ColossalAI icon indicating copy to clipboard operation
ColossalAI copied to clipboard

[BUG]: fine-tune with stable diffusion

Open ray0809 opened this issue 2 years ago • 3 comments

🐛 Describe the bug

when I running the training example with cifar10, It broken with an error RuntimeError: Expected is_sm80 to be true, but got false.

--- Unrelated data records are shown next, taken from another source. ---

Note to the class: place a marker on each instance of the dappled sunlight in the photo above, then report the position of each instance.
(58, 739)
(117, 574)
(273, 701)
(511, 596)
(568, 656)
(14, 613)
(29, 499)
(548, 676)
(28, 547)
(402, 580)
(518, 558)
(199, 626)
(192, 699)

As mentioned from https://github.com/HazyResearch/flash-attention/issues/51, the author said the dim_head must be 128

but the input dim_head of SD‘s attention modules is lower 128

Environment

GTX 3090 cuda 11.3 torch 1.12.1 colossalai 0.1.10+torch1.12cu11.3

Screenshots

image

By the way, the use_ema tag is false in training config, when I turned it on, it threw another error

English is not my native language, please excuse some of my grammar mistakes

ray0809 avatar Nov 14 '22 06:11 ray0809

Flash attention is not a stable feature in ColossalAi, Flash attention is an approximation algorithm for attention, the dim size must be the second power of 2

Fazziekey avatar Nov 15 '22 02:11 Fazziekey

@Fazziekey thanks for your response In the colossalai's stable diffusion example, the flash_attn's tag is disable, but the readme tells us that using flash could save much gpu memory. So I turn it on

After pad the dim size to the second power of 2, like this

def _pad(self, q, k, v, dim_head):
    pad = 0
    if dim_head <= 32:
        pad = 32 - dim_head
    elif dim_head <= 64:
        pad = 64 - dim_head
    elif dim_head <= 128:
        pad = 128 - dim_head
    else:
        raise ValueError(f'Head size ${dim_head} too large for Flash Attention')
    if pad:
        q = torch.nn.functional.pad(q, (0, self.heads*pad), value=0)
        k = torch.nn.functional.pad(k, (0, self.heads*pad), value=0)
        v = torch.nn.functional.pad(v, (0, self.heads*pad), value=0)

    return q, k, v, pad
dim_head = int(dim_head)
q, k, v, pad = self._pad(q, k, v, dim_head)
# print("in flash")
print(">>> q, k, v:", q.shape, k.shape, v.shape)
if q.shape[1] == k.shape[1]:
    out = self._flash_attention_qkv(q, k, v)
else:
    out = self._flash_attention_q_kv(q, k, v)
if pad:
    out = out[..., :self.heads*dim_head]

But still the same error occurs image

ray0809 avatar Nov 17 '22 03:11 ray0809

we fix the use_ema in https://github.com/hpcaitech/ColossalAI/pull/1986/files

Fazziekey avatar Nov 18 '22 09:11 Fazziekey

ok, Thank you~

ray0809 avatar Nov 22 '22 06:11 ray0809